Lorraine Forte vividly remembers the day she moved into her rehabbed condo in the struggling Woodlawn community about five years ago. Forte and her boyfriend of 10 years, Grant Banks, live on the east side of Woodlawn.
This side is vastly different from its west side counterpart. There are blocks filled with new businesses and newly rehabbed condo homes.
“We were the second people in the building,” Forte said.
“There was only one other person because it was a rehabbed building that had been turned into a condo.”
People in the area were friendly, she said.
“The neighborhood seemed like it was starting to make a turnaround,” Forte said.
“It’s slow because of the housing crisis. There are a lot of foreclosures in Woodlawn.”

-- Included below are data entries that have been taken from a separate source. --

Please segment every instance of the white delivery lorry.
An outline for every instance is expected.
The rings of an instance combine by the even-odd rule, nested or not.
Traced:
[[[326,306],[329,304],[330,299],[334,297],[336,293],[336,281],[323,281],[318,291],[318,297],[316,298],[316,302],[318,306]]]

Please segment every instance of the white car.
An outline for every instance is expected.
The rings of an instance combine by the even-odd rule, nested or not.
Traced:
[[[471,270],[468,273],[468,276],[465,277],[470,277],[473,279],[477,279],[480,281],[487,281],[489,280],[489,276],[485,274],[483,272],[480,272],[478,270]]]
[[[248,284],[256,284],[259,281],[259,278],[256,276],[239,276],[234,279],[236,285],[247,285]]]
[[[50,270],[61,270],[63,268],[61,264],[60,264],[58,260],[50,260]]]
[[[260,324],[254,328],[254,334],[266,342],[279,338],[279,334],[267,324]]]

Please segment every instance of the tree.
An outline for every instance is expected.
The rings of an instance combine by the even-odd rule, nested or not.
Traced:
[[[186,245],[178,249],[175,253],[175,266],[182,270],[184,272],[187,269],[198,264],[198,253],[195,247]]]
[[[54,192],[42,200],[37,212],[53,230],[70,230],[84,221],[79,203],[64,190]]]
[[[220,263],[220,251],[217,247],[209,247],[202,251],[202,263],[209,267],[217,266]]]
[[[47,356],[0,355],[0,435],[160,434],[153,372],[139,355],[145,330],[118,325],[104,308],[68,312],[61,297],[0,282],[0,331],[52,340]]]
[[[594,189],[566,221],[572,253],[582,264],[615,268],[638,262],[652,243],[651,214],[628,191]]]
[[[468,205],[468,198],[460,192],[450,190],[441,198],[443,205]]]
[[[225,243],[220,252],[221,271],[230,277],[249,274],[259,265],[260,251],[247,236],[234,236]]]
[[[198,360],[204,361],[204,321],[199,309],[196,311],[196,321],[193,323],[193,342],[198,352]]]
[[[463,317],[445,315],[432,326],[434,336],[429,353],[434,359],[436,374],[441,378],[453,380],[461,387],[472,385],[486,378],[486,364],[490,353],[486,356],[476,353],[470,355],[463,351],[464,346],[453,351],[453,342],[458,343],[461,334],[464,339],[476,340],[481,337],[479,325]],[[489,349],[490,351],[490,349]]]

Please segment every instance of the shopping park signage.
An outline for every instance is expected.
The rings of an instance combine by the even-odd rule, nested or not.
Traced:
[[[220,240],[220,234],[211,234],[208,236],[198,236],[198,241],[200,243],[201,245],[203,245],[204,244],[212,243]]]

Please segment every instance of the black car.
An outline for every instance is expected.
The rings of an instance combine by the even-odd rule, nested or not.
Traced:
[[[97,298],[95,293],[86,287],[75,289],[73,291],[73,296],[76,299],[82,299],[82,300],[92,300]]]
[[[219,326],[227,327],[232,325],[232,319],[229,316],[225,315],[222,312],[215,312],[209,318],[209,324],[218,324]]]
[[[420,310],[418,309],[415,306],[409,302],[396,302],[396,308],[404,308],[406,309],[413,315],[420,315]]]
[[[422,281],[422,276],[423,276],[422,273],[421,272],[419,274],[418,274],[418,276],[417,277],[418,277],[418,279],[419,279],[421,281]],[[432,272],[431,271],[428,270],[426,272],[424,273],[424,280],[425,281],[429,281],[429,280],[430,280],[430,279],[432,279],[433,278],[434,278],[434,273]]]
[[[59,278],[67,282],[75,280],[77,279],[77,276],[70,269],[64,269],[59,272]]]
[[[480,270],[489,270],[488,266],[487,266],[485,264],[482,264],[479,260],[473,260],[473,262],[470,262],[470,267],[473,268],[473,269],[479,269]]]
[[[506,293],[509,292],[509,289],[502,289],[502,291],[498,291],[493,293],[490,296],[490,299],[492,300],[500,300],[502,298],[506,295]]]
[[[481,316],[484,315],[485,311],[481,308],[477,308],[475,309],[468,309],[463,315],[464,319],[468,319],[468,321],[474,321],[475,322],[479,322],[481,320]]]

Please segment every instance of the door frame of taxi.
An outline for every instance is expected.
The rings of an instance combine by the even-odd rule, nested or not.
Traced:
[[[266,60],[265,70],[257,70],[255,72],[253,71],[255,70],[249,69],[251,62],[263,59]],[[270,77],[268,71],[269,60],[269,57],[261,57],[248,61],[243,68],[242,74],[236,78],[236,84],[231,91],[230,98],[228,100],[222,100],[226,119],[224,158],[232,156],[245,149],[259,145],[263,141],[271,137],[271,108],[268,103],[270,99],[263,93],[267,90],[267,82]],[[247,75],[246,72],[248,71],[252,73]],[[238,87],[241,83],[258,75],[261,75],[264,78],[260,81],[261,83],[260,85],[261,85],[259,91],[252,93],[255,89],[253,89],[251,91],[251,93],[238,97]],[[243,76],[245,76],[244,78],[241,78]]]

Forte and Banks decided to build on that friendliness, which is not always easy to find in high-crime areas like Woodlawn, Forte said.
They decided to use food as a conversation starter and created a fish fry at their local church. Banks and Forte have been members of First Presbyterian Church, located at 6400 S. Kimbark Ave., for four years.
“We started with the fish fry to make money for the church, and also to try and build community in Woodlawn,” she said.
“We’ve only done it three times, so it’s not like it’s a neighborhood institution at this point. We’re hoping that it will become one.”
The third fish fry was successful, Forte said.
“We raised some money and we had a little bigger turnout. People, not just from the church, but also from Woodlawn as a whole came out. We’re hoping that it continues to grow.”
Reverend Reggie Weaver, pastor at First Presbyterian Church for a year and a half, didn’t plan on the fish fry initially aiding in community improvement.
“ We had presented the projected budget for the upcoming year, and were thinking of some ways to possibly fill some gaps in the budget,” he said.
“So Grant came up with the idea of having a monthly fish fry. We certainly didn’t think it would cover everything, but it would raise some funds.”